A court could easily find that limiting a business to 25 percent of the floor space is rationally related to a legitimate government interest. The legitimate government interest is basic zoning: segregating certain uses promotes the health, safety and welfare of citizens. Limiting businesses in residential areas to 25 percent of the floor space upholds the general residential character of the neighborhood. The more floor space a business occupies, the more it morphs from residential to commercial and degrades the zoning plan. A rational basis is the court’s lowest standard. Unless it makes no sense whatsoever for the government to decide 25 percent is the limit, it will be upheld. Many other municipalities have similar restrictions.
The same can be said for dog-related services and child care. Many of the planning commissioners who supported the continued ban on dog-related services stated that dogs clearly make more noise, are likely going to need days or weeks to become familiar with one another and could easily be left alone outside while the owner is away. Conversely, planning commissioners pointed out that children make less noise, will generally get along and (it is to be hoped) will not be left outside while the owner is away. A court could therefore easily reach the decision that this classification is not arbitrary but rational. A court could also easily reach the decision that six children is rationally related to the legitimate government interest of reducing noise and the amount of traffic generated by a daycare.
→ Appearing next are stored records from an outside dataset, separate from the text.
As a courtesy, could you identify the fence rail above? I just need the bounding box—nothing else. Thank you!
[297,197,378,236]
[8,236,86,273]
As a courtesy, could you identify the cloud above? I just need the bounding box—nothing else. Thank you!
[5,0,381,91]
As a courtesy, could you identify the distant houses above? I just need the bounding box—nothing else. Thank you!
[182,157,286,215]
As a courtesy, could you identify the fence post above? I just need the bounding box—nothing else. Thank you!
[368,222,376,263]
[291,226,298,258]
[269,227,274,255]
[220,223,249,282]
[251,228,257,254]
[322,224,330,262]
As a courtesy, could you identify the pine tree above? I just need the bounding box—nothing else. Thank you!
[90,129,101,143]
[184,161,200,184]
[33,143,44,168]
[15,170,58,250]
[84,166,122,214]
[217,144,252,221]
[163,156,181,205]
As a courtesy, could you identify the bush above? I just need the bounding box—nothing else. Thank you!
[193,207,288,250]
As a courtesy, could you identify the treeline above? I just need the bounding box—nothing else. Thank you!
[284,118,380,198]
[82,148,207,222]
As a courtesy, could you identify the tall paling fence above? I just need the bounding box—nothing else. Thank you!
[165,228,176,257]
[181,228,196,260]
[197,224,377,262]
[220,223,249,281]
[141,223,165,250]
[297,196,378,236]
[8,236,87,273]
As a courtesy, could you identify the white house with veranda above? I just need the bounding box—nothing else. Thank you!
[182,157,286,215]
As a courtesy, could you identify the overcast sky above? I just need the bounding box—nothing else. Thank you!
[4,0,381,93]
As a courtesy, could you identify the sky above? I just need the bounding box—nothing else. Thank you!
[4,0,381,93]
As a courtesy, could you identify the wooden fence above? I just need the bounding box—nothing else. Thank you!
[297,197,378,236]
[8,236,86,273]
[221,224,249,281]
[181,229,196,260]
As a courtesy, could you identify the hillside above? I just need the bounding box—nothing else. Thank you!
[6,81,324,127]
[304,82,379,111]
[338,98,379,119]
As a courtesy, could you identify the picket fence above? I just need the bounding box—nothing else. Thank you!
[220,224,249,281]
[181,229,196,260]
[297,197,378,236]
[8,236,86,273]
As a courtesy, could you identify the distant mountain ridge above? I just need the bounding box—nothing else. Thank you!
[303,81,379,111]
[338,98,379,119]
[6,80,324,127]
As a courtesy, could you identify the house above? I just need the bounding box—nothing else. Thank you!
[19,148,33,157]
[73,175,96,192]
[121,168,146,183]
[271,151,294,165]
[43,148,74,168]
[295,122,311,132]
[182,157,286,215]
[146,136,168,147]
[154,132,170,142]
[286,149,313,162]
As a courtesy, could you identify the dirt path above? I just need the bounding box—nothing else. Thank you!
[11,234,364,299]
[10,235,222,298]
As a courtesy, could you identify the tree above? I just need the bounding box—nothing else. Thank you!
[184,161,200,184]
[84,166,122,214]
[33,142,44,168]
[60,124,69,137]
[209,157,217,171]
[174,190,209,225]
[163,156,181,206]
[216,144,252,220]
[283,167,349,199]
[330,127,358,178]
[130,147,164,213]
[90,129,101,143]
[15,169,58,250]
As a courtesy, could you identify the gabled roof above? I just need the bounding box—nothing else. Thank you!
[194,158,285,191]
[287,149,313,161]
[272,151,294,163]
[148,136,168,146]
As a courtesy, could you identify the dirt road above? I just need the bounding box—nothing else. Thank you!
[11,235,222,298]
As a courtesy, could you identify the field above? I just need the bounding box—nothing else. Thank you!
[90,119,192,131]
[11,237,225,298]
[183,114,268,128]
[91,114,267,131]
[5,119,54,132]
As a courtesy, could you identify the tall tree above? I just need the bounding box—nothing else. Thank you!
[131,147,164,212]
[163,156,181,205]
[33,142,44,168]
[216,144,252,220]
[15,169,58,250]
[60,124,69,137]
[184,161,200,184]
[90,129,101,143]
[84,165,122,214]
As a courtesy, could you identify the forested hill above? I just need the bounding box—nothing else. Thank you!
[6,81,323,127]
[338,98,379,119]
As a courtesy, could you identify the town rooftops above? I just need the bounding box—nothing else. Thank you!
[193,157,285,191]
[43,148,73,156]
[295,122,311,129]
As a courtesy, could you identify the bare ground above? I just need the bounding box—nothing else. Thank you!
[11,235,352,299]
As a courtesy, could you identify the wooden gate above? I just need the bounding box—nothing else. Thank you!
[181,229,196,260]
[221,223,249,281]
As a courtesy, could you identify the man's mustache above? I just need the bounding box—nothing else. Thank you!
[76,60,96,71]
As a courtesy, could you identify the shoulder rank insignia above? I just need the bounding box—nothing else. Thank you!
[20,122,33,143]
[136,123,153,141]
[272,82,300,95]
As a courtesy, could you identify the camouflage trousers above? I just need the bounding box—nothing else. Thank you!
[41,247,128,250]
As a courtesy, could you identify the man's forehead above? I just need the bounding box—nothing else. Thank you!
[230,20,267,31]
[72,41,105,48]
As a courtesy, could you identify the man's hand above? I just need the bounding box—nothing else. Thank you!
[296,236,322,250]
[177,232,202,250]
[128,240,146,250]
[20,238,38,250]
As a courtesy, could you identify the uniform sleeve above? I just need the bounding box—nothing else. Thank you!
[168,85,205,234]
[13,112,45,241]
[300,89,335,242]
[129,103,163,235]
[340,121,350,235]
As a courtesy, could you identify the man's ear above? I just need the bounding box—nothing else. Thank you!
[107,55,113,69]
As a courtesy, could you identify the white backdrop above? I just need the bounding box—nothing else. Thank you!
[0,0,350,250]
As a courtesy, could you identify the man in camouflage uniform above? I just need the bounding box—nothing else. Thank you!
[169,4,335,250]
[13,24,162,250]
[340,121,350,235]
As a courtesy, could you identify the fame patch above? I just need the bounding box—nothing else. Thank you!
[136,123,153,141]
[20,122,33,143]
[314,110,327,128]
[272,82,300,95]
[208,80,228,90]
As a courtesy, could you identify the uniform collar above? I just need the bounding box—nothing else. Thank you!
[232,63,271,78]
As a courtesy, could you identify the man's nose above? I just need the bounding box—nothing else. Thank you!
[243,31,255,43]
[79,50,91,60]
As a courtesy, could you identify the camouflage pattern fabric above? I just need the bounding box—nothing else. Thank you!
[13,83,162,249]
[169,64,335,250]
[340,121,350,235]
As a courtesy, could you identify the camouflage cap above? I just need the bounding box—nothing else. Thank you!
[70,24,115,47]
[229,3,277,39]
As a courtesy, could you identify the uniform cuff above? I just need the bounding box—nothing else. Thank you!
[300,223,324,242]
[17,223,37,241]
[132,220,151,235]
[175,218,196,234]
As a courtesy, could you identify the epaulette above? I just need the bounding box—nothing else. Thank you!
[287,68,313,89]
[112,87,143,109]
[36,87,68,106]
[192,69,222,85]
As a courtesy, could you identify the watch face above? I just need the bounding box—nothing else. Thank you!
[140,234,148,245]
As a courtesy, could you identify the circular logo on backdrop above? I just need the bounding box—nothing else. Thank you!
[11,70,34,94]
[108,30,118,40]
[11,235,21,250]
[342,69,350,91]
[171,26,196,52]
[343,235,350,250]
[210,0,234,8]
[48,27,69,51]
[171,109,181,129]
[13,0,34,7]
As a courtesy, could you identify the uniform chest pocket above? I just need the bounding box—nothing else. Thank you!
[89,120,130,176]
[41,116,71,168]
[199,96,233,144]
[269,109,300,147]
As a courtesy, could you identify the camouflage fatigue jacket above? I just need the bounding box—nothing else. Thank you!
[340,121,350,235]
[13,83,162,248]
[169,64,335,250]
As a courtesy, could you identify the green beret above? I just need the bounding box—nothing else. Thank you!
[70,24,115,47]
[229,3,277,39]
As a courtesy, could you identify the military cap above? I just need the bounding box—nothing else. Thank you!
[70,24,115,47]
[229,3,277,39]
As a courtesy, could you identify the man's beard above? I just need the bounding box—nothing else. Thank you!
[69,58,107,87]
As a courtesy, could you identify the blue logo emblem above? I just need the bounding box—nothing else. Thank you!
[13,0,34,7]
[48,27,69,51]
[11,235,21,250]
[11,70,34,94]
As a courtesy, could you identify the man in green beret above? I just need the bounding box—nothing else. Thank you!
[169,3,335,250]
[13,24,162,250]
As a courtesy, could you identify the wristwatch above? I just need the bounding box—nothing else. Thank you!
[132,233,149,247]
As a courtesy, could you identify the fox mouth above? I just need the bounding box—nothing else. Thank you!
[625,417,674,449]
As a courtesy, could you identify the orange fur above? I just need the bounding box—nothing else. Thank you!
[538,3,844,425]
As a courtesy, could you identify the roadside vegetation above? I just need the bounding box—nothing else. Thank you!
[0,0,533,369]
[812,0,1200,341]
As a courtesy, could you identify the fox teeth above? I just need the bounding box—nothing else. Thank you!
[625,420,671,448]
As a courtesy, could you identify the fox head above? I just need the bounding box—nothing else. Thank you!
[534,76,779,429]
Again, many other municipalities have similar restrictions.
Enforcement must also be considered in the adoption of an ordinance. Clearly if a dog daycare were allowed, some limit would have to be set on the number of dogs. If a neighbor calls in a noise complaint, it will be difficult for the government to determine what dog belongs to what owner. If the owner has 10 dogs and the ordinance allows seven dogs that are not owned by the property owner, the government will basically have to take the word of the owner as to who owns what dog. This makes enforcement difficult.
An interesting issue is the difference between dog daycare and dog grooming. The ordinance allows for barber and beauty shops, under certain conditions, but absolutely prohibits dog grooming. One planning commissioner brought up the fact that a barber shop and dog grooming are basically the same in terms of the traffic generated. In fact, human grooming uses many more chemicals not found in an ordinary home than dog grooming. Assuming a barber shop meets the low impact viewpoint of a home occupation ordinance, and that is why it is allowed, a dog grooming business should also meet this viewpoint. Unless you have several dogs making noise and waiting in line for a haircut, the two are basically the same.